Evaluate the impact of key test parameters (e.g., frequency, duration, coverage) on system performance through a representative case study.

To address these objectives, the paper is structured as follows: The paper is structured as follows: Section 2 discusses the problem statement, examining limitations in current approaches for modeling low-demand SIS with proof testing. In Section 3, the system architecture is defined, with emphasis on KooN structures and their implications on availability during testing. Section 4 introduces the proposed DBN modeling approach and the integration of test-related parameters. In Section 5, the proposed model is applied to a case study, evaluating testing strategies and quantifying their effects on PFDavg. Finally, Section 6 presents the main conclusions of this work outlines directions for future research.

2. Problem Statement

In Safety Instrumented Systems (SIS) operating in low-demand mode, performance is predominantly determined by three interrelated factors : the reliability of individual components, the system architecture, and the proof test strategy implemented. The average Probability of Failure on Demand (PFDavg), which serves as a key performance indicator in accordance with international safety standards such as IEC 61508 [3] and IEC 61511 [14], is directly influenced by these dimensions.

One of the critical challenges lies in the design and implementation of effective proof test strategies, which are inherently dependent on the architecture of the SIS. In simple 1oo1 configurations, which lack redundancy, testing any component renders the entire SIS temporarily unavailable. This creates a significant exposure to risk during the test period and imposes operational constraints, particularly in continuous process industries where shutdowns are costly or infeasible. In such cases, the number of testing strategies that can be effectively implemented is severely limited, as components cannot be tested independently without compromising the safety function.

The situation changes fundamentally when redundancy is introduced within the SIS layers, such as in K-out-of-N (KooN) architectures (e.g., 1oo2, 2oo3). Redundancy not only improves fault tolerance but also expands the range of applicable proof test strategies. With redundant components, it becomes possible to :

Test components of each layer alternately, ensuring that at least one component remains operational to maintain the safety function.
Test success paths within the redundant architecture, targeting specific combinations of components required to fulfill the safety objective.
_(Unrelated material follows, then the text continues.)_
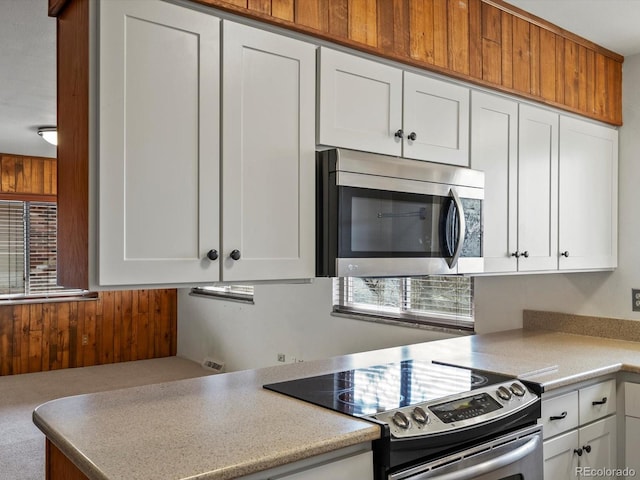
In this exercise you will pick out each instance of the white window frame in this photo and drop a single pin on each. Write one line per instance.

These architectural choices open the door to alternating testing strategies, which support a more flexible and dynamic approach to maintenance and reliability management. However, optimizing such strategies requires a systematic understanding of the interdependencies among architectural redundancy, test sequencing, and component degradation behavior.

Moreover, many existing reliability models assume perfect and instantaneous testing, ignoring the realities of imperfect proof testing, non-zero test durations, and progressive degradation of components over time. These simplifications limit their applicability in real-world industrial environments, where such factors significantly affect overall system availability.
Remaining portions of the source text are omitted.